2. Expand and change their focus.
3. Be purchased by other larger companies.
4. Be purchased by a company headquartered in or move to a country that negates compliance with export restrictions and thus necessitates a move.
5. Suffer an irrecoverable disaster.

===Accessibility===
- Performance for outsourced storage is likely to be lower than local storage, depending on how much a customer is willing to spend for WAN bandwidth
- Reliability and availability depend on wide area network availability and on the level of safety taken by the service provider. Reliability should be based on hardware as well as various algorithms used.

=== Limitations of Service Level Agreements ===
Typically, cloud storage Service Level Agreements (SLAs) do not encompass all forms of service interruptions. Exclusions typically include planned maintenance, downtime resulting from external factors such as network issues, human errors like misconfigurations, natural disasters, force majeure events, or security breaches. Typically, customers bear the responsibility of monitoring SLA compliance and must file claims for any unmet SLAs within a designated timeframe. Customers should be aware of how deviations from SLAs are calculated, as these parameters may vary by other services offered within the same provider. These requirements can place a considerable burden on customers. Additionally, SLA percentages and conditions can differ across various services within the same provider, with some services lacking any SLA altogether. In cases of service interruptions due to hardware failures in the cloud provider, service providers typically do not offer monetary compensation. Instead, eligible users may receive credits as outlined in the corresponding SLA.

===Other concerns===
- Users with specific records-keeping requirements, such as public agencies that must retain electronic records according to statute, may encounter complications with using cloud computing and storage. For instance, the U.S. Department of Defense designated the Defense Information Systems Agency (DISA) to maintain a list of records management products that meet all of the records retention, personally identifiable information (PII), and security (Information Assurance; IA) requirements
- Piracy and copyright infringement may be enabled by sites that permit filesharing. For example, the CodexCloud ebook storage site has faced litigation from the owners of the intellectual property uploaded and shared there, as have the Grooveshark and YouTube sites it has been compared to.
- The legal aspect, from a regulatory compliance standpoint, is of concern when storing files domestically and especially internationally.
- The resources used to produce large data centers, especially those needed to power them, are causing nations to drastically increase their energy production. This can lead to further climate damaging implications.

==Hybrid cloud storage==

Hybrid cloud storage is a term for a storage infrastructure that uses a combination of on-premises storage resources with cloud storage. The on-premises storage is usually managed by the organization, while the public cloud storage provider is responsible for the management and security of the data stored in the cloud. Hybrid cloud storage can be implemented by an on-premises cloud storage gateway that presents a file system or object storage interface that users can access in the same way they would access a local storage system. The cloud storage gateway transparently transfers the data to and from the cloud storage service, providing low latency access to the data through a local cache.

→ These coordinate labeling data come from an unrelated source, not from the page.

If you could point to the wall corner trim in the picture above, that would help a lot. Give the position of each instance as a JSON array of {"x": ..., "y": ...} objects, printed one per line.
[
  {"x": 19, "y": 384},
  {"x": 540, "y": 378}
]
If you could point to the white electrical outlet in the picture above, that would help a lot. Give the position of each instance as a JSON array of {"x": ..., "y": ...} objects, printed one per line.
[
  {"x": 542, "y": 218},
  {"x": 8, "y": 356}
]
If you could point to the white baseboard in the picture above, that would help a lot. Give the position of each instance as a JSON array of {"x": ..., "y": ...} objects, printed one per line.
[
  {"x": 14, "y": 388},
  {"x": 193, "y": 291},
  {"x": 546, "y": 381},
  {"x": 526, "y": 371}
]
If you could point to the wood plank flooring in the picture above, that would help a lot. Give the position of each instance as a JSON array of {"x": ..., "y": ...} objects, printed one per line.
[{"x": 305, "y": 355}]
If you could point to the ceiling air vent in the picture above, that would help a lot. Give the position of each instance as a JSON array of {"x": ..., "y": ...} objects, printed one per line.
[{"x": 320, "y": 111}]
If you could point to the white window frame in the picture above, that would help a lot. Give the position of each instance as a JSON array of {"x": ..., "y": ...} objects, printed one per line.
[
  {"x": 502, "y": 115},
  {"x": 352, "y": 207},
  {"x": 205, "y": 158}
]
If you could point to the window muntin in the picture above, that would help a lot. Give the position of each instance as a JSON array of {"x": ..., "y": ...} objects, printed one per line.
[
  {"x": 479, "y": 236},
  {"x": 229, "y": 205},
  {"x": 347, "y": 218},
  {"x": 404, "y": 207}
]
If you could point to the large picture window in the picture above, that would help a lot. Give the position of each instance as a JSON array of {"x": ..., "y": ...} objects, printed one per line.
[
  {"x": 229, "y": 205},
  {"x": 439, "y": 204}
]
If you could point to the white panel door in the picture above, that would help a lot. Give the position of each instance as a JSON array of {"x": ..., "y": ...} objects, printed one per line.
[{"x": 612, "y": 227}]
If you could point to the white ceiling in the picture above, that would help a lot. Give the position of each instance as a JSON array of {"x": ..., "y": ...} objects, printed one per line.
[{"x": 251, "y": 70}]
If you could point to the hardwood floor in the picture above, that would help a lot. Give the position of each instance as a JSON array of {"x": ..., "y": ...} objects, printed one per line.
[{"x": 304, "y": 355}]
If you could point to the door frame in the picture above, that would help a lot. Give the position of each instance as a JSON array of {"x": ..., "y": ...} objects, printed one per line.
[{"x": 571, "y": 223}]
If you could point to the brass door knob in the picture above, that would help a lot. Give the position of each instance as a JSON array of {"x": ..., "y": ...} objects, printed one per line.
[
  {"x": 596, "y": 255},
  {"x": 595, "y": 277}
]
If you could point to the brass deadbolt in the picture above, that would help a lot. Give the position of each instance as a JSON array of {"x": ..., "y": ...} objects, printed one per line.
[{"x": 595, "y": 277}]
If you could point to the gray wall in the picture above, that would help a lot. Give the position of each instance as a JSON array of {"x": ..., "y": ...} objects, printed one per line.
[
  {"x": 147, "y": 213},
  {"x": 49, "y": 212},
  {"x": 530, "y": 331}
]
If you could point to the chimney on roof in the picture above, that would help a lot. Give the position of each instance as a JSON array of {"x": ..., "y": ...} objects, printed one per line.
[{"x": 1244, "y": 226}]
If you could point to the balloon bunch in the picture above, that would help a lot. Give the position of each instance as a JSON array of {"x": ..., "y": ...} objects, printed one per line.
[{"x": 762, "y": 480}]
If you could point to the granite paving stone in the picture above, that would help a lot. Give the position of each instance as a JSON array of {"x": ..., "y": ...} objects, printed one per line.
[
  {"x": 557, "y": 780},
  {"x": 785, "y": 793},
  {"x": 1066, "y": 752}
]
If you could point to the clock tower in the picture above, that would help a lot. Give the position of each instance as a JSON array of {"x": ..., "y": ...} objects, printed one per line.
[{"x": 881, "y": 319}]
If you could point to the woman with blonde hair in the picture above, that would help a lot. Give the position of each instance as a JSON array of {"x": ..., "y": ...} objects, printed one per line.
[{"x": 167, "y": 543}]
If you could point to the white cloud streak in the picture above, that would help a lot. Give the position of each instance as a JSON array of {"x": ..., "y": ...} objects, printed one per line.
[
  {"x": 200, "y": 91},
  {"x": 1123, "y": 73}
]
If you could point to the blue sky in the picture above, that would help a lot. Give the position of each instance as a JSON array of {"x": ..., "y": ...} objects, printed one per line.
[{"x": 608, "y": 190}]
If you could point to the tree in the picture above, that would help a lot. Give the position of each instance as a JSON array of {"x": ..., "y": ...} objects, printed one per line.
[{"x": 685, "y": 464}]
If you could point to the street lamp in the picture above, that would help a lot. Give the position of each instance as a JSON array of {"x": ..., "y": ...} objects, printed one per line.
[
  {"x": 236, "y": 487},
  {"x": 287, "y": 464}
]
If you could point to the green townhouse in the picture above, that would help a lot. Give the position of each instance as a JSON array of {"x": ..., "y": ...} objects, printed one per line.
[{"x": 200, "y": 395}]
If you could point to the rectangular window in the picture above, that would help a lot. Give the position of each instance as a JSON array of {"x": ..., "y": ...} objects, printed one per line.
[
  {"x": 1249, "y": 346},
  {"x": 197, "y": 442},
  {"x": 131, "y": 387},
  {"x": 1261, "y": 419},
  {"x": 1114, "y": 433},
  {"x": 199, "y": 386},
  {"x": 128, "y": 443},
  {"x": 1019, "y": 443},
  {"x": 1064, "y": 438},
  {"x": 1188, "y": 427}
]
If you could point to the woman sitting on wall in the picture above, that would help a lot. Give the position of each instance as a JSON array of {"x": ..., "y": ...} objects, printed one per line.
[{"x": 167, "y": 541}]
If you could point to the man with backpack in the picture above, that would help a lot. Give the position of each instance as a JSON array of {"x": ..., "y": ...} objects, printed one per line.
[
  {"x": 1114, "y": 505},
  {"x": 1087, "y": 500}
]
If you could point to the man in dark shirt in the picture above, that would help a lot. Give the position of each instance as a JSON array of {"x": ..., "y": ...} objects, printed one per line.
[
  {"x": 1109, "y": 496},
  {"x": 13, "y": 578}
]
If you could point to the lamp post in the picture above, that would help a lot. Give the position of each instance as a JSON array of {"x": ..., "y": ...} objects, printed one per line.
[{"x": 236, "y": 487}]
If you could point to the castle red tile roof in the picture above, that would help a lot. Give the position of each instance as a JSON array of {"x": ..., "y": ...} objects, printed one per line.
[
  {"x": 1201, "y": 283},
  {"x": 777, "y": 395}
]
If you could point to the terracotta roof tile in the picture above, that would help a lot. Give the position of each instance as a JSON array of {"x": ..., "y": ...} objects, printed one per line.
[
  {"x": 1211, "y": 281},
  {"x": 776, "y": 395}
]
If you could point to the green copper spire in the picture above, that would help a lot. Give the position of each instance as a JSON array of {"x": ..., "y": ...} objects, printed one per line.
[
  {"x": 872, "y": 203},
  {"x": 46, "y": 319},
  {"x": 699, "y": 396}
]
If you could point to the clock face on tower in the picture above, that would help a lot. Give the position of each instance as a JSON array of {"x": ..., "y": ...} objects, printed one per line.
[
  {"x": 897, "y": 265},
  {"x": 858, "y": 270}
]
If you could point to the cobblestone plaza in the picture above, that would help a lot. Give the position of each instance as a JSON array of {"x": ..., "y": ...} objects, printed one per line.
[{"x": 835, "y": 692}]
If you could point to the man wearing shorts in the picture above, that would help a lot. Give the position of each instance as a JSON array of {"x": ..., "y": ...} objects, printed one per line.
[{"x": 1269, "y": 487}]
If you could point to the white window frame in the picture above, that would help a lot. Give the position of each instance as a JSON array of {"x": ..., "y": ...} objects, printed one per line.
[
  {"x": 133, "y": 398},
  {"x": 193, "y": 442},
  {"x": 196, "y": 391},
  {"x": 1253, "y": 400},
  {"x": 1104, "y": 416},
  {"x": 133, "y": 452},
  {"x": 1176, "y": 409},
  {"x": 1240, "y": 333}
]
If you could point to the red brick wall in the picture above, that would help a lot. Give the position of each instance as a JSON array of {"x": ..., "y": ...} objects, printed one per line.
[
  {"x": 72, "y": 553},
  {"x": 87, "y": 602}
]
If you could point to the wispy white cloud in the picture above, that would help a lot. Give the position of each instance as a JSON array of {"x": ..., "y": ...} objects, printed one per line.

Hybrid cloud storage can be used to supplement an organization's internal storage resources, or it can be used as the primary storage infrastructure. In either case, hybrid cloud storage can provide organizations with greater flexibility and scalability than traditional on-premises storage infrastructure.

There are several benefits to using hybrid cloud storage, including the ability to cache frequently used data on-site for quick access, while inactive cold data is stored off-site in the cloud. This can save space, reduce storage costs and improve performance. Additionally, hybrid cloud storage can provide organizations with greater redundancy and fault tolerance, as data is stored in both on-premises and cloud storage infrastructure.